We can see how many modes we need to have a “perfect” reconstruction (the original image is shown on the right):

_, ax = plt.subplots(1, 5, figsize=(10, 3))
frames = [50, 250, 750, 2000]
for i in range(4):
    ax[i].imshow(reconst[frames[i], ...], cmap=plt.get_cmap('gray'))
    ax[i].axis("off")
    ax[i].text(5, 8, f"{frames[i]}", c="w", fontsize=12)
ax[4].imshow(dataset[frame, :], cmap=plt.get_cmap('gray'))
ax[4].axis("off")
plt.show()
../_images/pca_rotation_27_0.png

It shows above that we can reconstruct the shape with very high accuracy with around 750 eigenmodes but the intensity doesn’t get to the correct level until we include some 2000 modes in the reconstruction. Depending on how much information loss we can afford, one might have to preserve a large number of eigenmodes. This trend can be seen in the following two other examples.

Example 2

frame = 450
plt.imshow(dataset[frame, :], cmap=plt.get_cmap('gray'))
plt.axis('off')
plt.show()
../_images/pca_rotation_29_0.png
reconst = reconst_img(frame)
_, ax = plt.subplots(2, 5, figsize=(10, 4))
for j in range(2):
    for i in range(5):
        _frame = i*5+j*5*5
        ax[j, i].imshow(reconst[_frame], cmap=plt.get_cmap('gray'))
        ax[j, i].axis("off")
        ax[j, i].text(5, 8, f"{_frame}", c="w", fontsize=12)
plt.show()
../_images/pca_rotation_30_0.png
_, ax = plt.subplots(1, 5, figsize=(10, 3))
frames = [50, 250, 750, 2000]
for i in range(4):
    ax[i].imshow(reconst[frames[i], ...], cmap=plt.get_cmap('gray'))
    ax[i].axis("off")
    ax[i].text(5, 8, f"{frames[i]}", c="w", fontsize=12)
ax[4].imshow(dataset[frame, :], cmap=plt.get_cmap('gray'))
ax[4].axis("off")
plt.show()
../_images/pca_rotation_31_0.png

Example 3

frame = 2450
plt.imshow(dataset[frame, :], cmap=plt.get_cmap('gray'))
plt.axis('off')
plt.show()
../_images/pca_rotation_33_0.png
reconst = reconst_img(frame)
_, ax = plt.subplots(2, 5, figsize=(10, 4))
for j in range(2):
    for i in range(5):
        _frame = i*5+j*5*5
        ax[j, i].imshow(reconst[_frame], cmap=plt.get_cmap('gray'))
        ax[j, i].axis("off")
        ax[j, i].text(5, 8, f"{_frame}", c="w", fontsize=12)
plt.show()
../_images/pca_rotation_34_0.png
_, ax = plt.subplots(1, 5, figsize=(10, 3))
frames = [50, 250, 750, 2000]
for i in range(4):
    ax[i].imshow(reconst[frames[i], ...], cmap=plt.get_cmap('gray'))
    ax[i].axis("off")
    ax[i].text(5, 8, f"{frames[i]}", c="w", fontsize=12)
ax[4].imshow(dataset[frame, :], cmap=plt.get_cmap('gray'))
ax[4].axis("off")
plt.show()
../_images/pca_rotation_35_0.png

Conclusions

So it is fairly clear at this point that, at least for this particular dataset, we can’t really use 2-3 eigenmodes from linear PCA/POD to “encode” the dataset like we are (nearly) able to with the autoencoders presented in the first four parts of this series.

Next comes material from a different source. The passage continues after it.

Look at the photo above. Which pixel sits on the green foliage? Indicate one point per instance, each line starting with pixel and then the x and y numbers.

Moreover, from the eigenmodes it is clear that linear PCA can’t really identify the key features (size, axes and rotation) embedded into the dataset. Therefore, it is difficult if not impossible to comprehend these eigenmodes, just like in the case of standard autoencoders.

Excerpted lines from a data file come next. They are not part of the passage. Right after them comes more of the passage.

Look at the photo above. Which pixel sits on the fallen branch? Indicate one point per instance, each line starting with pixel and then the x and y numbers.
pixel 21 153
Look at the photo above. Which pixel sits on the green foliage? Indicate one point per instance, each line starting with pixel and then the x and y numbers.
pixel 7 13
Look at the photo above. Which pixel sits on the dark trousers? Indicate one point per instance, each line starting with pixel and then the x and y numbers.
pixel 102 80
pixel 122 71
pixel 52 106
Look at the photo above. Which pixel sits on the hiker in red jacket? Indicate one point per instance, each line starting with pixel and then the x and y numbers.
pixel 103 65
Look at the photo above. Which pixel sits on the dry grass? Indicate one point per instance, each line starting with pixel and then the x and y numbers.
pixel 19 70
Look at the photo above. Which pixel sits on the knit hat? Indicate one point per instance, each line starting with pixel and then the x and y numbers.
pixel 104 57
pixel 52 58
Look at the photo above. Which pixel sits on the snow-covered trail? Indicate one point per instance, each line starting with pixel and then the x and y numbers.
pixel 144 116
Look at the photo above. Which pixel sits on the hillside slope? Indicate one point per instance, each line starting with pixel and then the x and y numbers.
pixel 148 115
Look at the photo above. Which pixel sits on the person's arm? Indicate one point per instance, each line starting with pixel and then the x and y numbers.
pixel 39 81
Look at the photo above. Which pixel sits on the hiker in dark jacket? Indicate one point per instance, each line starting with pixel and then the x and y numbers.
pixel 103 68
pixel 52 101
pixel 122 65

However, the turnover time of PCA is much shorter comparing to training and optimizing the PCA autoencoders may require. I would probably always apply PCA/POD first and see if I could achieve the desired feature extraction, especially when there exist features that are just linear superpositions of a few eigenmodes.